How to differentiate metric values from different instances of the same service?


I have couple of services deployed on Kubernetes. Some of NodeJS based, others are Java based. In the cluster there's OTEL Collector deployed which then provides data for Prometheus. Grafana is used for dashboarding. For Java I'm using -javaagent:/jars/opentelemetry-javaagent.jar and for NodeJS simple tracing file such as:

const sdk = new NodeSDK({
    // Service name is configured by OTEL_SERVICE_NAME
    traceExporter: new OTLPTraceExporter(),
    metricReader: new PeriodicExportingMetricReader({
        exporter: new OTLPMetricExporter(),
        exportIntervalMillis: 5000,
    }),
    instrumentations: [getNodeAutoInstrumentations()], // will contain https://www.npmjs.com/package/@opentelemetry/instrumentation-http
});

Rest of OTEL config is defined in ENVs (traces configuration is omitted for readability):

OTEL_EXPORTER_OTLP_PROTOCOL=grpc
OTEL_METRICS_EXPORTER=otlp
OTEL_SERVICE_NAME=[service name]
OTEL_EXPORTER_OTLP_ENDPOINT=http://otel-collector-listens-here:4317

Apps are deployed on Kubernetes, with 2 or more pods each. And I think this is the problem why I'm getting strange results for http_server_duration_milliseconds_count metric. See examples:

  1. Service A with 5 pods running:

example chart for metric

  1. Service B with 2 pods running: example chart for metric oscillating between 0 and some high value

  2. Service C with 3 pods running: enter image description here

Available labels for those metrics are:

http_flavor 
http_method 
http_route 
http_scheme
http_status_code 
job 
net_host_name 
net_host_port 
net_protocol_name 
net_protocol_version

Is my assumption correct, that there's no way to differentiate pods and those metrics are treated as coming from one source? I'm thinking like ServiceA#pod1 exports value 1, then ServiceA#pod2 (which got more requests) exports 12 and after that ServiceA@pod1 exports 3 (as it got 2 new requests) and so on?

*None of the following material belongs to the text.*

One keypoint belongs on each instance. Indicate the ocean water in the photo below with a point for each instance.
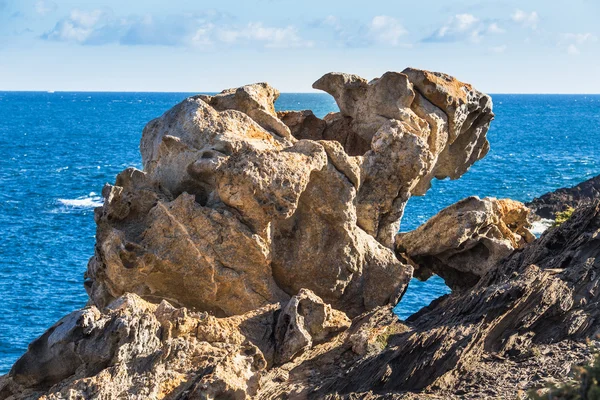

If so, what's the best solution to solve this?

  • I could probably use net_host_ip which I would expect to be set to pod IP, but this attribute isn't set automatically in Java and NodeJS based instrumentation.
  • Or maybe I should add label like k8s_pod_name or something to differentiate the pods?
  • Also service.instance.id seems like "native" solution to my problem, but it's experimental state

Any suggestions or clarifications will be much appreciated :)


Solution

  • This is the intended use case for service.instance.id. Experimental in the OpenTelemetry specification unfortunately doesn't indicate how experimental, or stable, something is.

    Per the docs:

    Signals start as experimental, which covers alpha, beta, and release candidate versions of the signal.

    service.instance.id is likely safe to rely on due to the how important it is for use cases like you shared (identifying different k8s pods, for example). The definition of how to best generate this ID could change, however, but it's intended to be an opaque value used to compare the behavior of instances.